TL;DR
This paper constructs a derivator structure for the category of setoids without relying on the axiom of choice, revealing implications for constructive homotopy theory and the nature of setoids.
Contribution
It demonstrates that the category of setoids can be enhanced to a derivator, providing a new universal cocompletion perspective in constructive mathematics.
Findings
The derivator of setoids can be constructed without the axiom of choice.
This derivator is the free cocompletion of a point among 1-truncated derivators.
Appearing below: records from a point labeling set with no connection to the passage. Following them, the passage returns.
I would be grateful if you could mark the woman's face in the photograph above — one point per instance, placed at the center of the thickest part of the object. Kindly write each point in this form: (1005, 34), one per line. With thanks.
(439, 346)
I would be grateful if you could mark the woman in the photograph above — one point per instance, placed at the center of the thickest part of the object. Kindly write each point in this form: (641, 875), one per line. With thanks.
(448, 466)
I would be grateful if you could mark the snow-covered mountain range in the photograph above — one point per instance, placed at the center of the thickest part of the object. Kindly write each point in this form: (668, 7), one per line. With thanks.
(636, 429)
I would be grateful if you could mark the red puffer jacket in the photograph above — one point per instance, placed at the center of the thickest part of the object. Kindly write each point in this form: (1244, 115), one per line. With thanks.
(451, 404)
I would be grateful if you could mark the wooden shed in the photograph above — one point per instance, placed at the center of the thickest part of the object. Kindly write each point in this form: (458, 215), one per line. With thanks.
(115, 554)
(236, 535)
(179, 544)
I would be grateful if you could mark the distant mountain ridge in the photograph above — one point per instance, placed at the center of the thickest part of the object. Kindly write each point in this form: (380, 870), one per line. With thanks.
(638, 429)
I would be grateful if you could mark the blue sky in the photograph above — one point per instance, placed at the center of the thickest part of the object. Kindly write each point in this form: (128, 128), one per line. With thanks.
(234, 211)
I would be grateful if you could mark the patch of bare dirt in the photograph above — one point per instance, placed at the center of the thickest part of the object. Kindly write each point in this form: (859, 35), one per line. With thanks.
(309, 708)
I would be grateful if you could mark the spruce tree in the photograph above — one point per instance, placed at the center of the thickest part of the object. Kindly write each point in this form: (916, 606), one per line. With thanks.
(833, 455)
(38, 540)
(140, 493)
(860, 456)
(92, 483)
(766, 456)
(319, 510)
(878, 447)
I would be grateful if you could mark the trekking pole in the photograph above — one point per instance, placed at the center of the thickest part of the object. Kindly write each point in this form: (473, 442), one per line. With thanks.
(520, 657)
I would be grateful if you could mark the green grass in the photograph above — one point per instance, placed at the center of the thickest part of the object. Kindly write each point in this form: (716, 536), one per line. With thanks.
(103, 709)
Implications suggest setoids are essential in constructive homotopy theory.
Abstract
Without the axiom of choice, the free exact completion of the category of sets (i.e. the category of setoids) may not be complete or cocomplete. We will show that nevertheless, it can be enhanced to a derivator: the formal structure of categories of diagrams related by Kan extension functors. Moreover, this derivator is the free cocompletion of a point in a class of "1-truncated derivators" (which behave like a 1-category rather than a higher category). In classical mathematics, the free cocompletion of a point relative to all derivators is the homotopy theory of spaces. Thus, if there is a homotopy theory that can be shown to have this universal property constructively, its 1-truncation must contain not only sets, but also setoids. This suggests that either setoids are an unavoidable aspect of constructive homotopy theory, or more radical modifications to the notion of homotopy…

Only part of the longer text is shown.